Si vous voulez la paix, travaillez pour la justice.

Pape Paul VI (1897-1978)













Comment ce genre de campagne, apparemment surgie du néant, peut-elle acquérir une telle force si rapidement et avec si peu de moyens?

Inspirée de l’idée biblique du jubilé, une campagne mondiale pour l’annulation de la dette des pays les plus pauvres a réussi à influencer la politique des pays riches.

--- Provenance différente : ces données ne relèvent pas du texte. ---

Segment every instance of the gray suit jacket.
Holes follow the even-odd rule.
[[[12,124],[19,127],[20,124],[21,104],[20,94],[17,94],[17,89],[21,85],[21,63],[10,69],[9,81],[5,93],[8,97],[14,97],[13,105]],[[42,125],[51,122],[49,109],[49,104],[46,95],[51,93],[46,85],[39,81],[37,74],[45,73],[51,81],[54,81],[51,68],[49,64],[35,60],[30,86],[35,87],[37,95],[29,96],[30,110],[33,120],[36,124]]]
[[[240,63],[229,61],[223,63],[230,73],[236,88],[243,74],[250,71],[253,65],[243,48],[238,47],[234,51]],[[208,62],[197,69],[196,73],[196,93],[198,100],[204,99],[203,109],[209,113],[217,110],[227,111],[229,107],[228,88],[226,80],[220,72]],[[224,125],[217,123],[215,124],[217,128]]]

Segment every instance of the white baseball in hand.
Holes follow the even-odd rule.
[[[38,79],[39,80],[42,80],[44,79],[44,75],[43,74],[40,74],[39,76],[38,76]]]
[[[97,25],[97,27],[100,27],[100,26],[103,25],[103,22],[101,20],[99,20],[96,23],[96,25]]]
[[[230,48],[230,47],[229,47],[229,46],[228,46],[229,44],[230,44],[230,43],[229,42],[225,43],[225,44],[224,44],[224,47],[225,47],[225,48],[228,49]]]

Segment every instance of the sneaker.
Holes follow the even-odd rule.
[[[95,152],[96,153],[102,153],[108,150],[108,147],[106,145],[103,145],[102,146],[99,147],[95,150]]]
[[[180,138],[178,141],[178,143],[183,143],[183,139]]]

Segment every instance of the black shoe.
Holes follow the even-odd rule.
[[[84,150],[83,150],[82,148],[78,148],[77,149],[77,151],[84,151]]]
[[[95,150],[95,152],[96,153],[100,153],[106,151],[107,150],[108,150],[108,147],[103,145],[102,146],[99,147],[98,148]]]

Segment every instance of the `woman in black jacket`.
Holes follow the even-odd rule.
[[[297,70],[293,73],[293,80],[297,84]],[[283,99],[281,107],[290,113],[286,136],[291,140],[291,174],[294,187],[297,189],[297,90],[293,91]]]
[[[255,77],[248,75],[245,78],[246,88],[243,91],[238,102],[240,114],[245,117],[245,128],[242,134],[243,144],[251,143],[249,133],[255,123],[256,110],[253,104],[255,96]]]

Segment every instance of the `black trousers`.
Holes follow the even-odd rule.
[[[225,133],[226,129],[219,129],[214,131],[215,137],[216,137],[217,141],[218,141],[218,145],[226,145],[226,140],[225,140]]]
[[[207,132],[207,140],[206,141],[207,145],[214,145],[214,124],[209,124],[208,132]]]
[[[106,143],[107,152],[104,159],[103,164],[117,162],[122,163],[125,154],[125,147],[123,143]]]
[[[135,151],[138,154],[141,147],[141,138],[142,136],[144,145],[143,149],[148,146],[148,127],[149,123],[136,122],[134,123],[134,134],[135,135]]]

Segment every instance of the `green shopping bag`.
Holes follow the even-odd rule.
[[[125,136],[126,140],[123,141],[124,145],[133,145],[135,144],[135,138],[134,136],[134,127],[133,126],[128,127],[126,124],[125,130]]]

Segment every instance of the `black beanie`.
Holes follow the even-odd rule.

On a dit et écrit que c’était l’une des plus grandes campagnes jamais menée à l’échelle planétaire, touchant plus de monde que les luttes contre le nucléaire ou en faveur du désarmement; on l’a même comparée au mouvement anti-apartheid des années 80. Avec des partenaires dans 89 pays, Jubilé 2000 a déjà dépassé l’objectif visé: rassembler 22 millions de signatures avant la fin de l’an 2000.
Partout, les gouvernements, les experts, les stratèges observent son extraordinaire succès. Il a réussi, à la fois, à mobiliser un mouvement mondial de militants et à atteindre un objectif concret: faire inscrire la question de la dette des pays les plus pauvres à l’ordre du jour du G-8 et contraindre la Banque mondiale et le FMI à ce saisir de ce problème. Lors de son dernier sommet (Cologne, Allemagne, 1999), le G-8 s’est accordé sur le principe d’effacer 70 des 130 milliards de dollars dus par les pays les plus pauvres du monde.
Jubilé 2000 a balayé les discours pessimistes sur l’apathie et le fatalisme de la société civile, à la grande admiration de ses «rivaux» en matière de contestation – écologistes, militants des droits de l’homme ou syndicalistes. Certains Etats pressent même leurs consultants de leur expliquer comment ce genre de campagne, apparemment surgie du néant, peut acquérir une telle force si rapidement et avec si peu de moyens.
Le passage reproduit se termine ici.